Liver Kupffer cells (macrophages) produce gal-9 during HCV infection. Dr. Mengshol now shows that HCV infected cells trigger gal-9 mRNA production in a monocyte/macrophage cell line. Using quantitative PCR and western blotting, he proposes to study the mechanisms regulating gal-9 expression by examining the response of normal human monocytes, macrophages, and Kupffer cells to HCV infected cells. He will also compare the response of cells from HCV-infected patients. In addition, he will examine the role that macrophage differentiation plays in regulation of the gene.

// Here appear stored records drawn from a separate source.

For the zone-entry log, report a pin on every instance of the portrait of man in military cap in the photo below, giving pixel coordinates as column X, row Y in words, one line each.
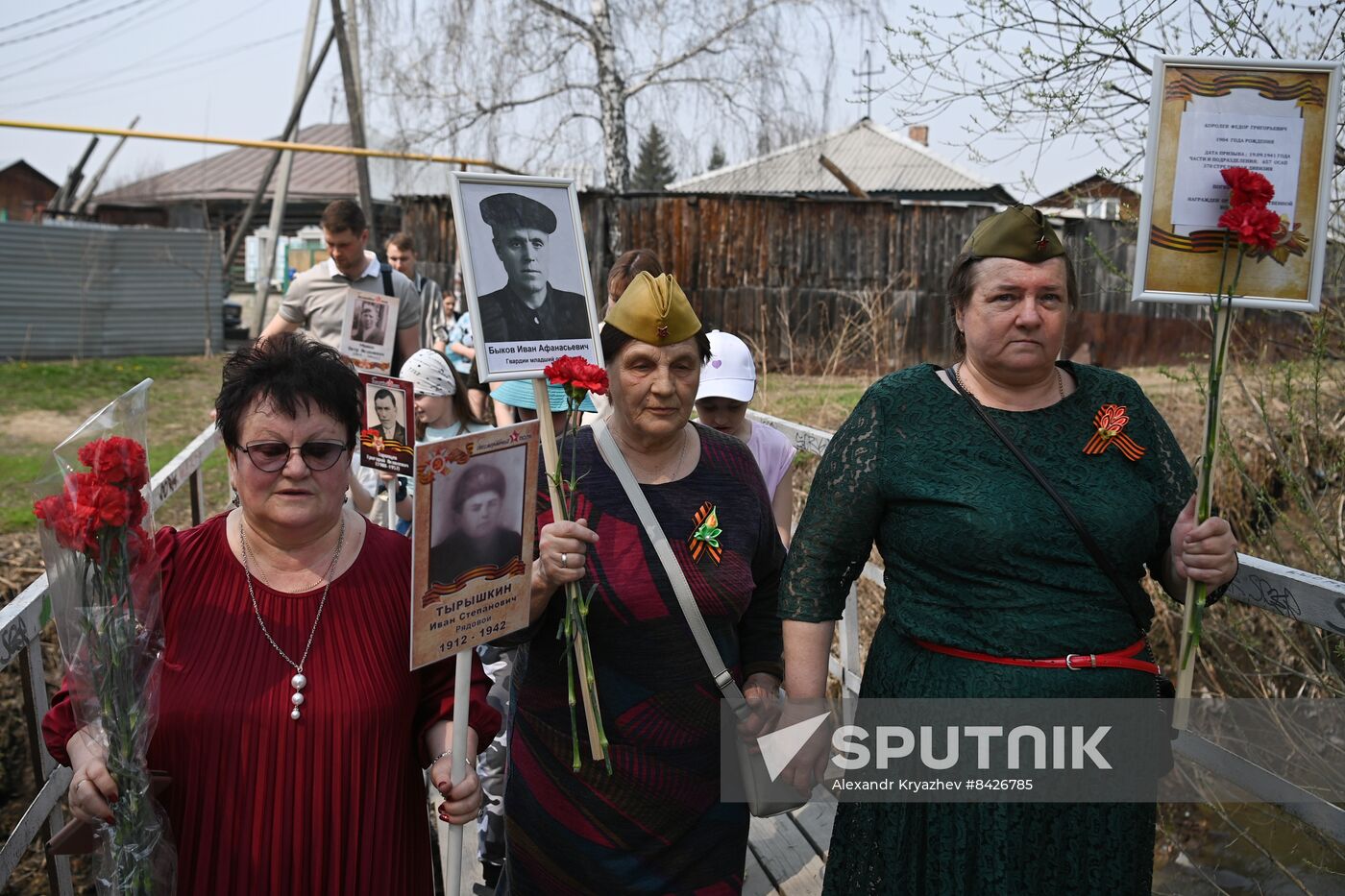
column 528, row 308
column 525, row 272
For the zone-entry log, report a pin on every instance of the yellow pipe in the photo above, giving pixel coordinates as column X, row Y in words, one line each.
column 258, row 144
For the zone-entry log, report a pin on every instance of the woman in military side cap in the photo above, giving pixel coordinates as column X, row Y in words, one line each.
column 655, row 825
column 984, row 570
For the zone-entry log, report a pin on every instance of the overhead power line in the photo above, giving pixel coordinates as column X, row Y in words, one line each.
column 70, row 24
column 46, row 13
column 87, row 87
column 258, row 144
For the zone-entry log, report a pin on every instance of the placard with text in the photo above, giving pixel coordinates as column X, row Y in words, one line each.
column 473, row 540
column 1271, row 116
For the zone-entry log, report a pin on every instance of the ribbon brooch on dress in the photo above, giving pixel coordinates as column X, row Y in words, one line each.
column 706, row 536
column 1110, row 422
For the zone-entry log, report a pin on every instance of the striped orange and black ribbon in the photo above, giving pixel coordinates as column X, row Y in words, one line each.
column 1112, row 420
column 1199, row 242
column 705, row 539
column 1220, row 85
column 439, row 591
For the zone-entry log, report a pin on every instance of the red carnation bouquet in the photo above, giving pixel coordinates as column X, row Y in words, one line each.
column 103, row 574
column 577, row 376
column 1251, row 230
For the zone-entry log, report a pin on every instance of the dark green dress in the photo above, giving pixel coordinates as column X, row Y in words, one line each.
column 978, row 556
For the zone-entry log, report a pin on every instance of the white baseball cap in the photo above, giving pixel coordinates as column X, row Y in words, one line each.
column 729, row 373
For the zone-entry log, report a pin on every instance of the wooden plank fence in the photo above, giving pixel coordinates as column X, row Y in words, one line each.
column 787, row 855
column 856, row 282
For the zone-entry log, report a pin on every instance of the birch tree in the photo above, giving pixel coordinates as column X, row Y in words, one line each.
column 562, row 77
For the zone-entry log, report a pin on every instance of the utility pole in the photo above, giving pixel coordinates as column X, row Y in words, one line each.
column 356, row 114
column 266, row 257
column 66, row 195
column 93, row 182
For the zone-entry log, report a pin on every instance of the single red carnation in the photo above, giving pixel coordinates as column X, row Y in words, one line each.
column 116, row 460
column 577, row 375
column 1248, row 187
column 110, row 507
column 1253, row 225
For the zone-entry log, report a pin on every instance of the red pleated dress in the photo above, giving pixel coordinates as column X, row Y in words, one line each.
column 261, row 804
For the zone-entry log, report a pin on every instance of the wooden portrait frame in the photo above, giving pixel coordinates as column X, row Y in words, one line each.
column 501, row 355
column 483, row 603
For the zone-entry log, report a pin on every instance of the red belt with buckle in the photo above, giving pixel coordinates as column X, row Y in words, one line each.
column 1123, row 658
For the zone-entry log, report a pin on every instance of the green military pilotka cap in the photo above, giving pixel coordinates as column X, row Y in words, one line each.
column 1018, row 231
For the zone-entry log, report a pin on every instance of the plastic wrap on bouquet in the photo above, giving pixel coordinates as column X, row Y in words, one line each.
column 103, row 572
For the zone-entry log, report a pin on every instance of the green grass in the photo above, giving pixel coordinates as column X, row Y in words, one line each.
column 822, row 402
column 56, row 397
column 66, row 386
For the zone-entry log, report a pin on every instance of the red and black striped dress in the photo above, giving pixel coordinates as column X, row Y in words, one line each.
column 656, row 824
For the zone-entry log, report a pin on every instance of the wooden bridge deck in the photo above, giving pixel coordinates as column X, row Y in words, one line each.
column 787, row 853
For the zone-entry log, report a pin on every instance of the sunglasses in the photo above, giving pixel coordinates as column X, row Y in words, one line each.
column 272, row 456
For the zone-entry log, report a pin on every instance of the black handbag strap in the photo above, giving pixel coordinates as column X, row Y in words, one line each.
column 1093, row 547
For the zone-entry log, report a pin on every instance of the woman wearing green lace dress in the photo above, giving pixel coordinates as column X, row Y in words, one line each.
column 979, row 559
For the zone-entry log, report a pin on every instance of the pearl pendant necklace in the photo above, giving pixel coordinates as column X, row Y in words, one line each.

First, Dr. Mengshol will examine the molecular mechanism that HCV triggers in KC and macrophages to stimulate gal-9 production. Because HCV is an RNA virus, he hypothesizes that Macrophage/KC uptake of HCV infected cells into endosomes will trigger signaling via endosomal toll-like receptor 3(TLR3) leading to stimulation of gal-9 gene transcription. Second, he will study whether contact and uptake of HCV infected cells is required for gal-9 expression. Next, he will verify that TLR3 and phagocytosed HCV infected cells co-localize. Finally, Dr. Mengshol will study whether TLR3 expression is required for gal-9 induction by using siRNA inhibition of TLR3 expression and he will study the downstream signaling pathways activated leading to gal-9 expression.
Understanding the mechanism triggering gal-9 expression should lead to a better understanding of the immune sequelae of chronic viral infection and may lead to novel immune-modulating therapies for HCV.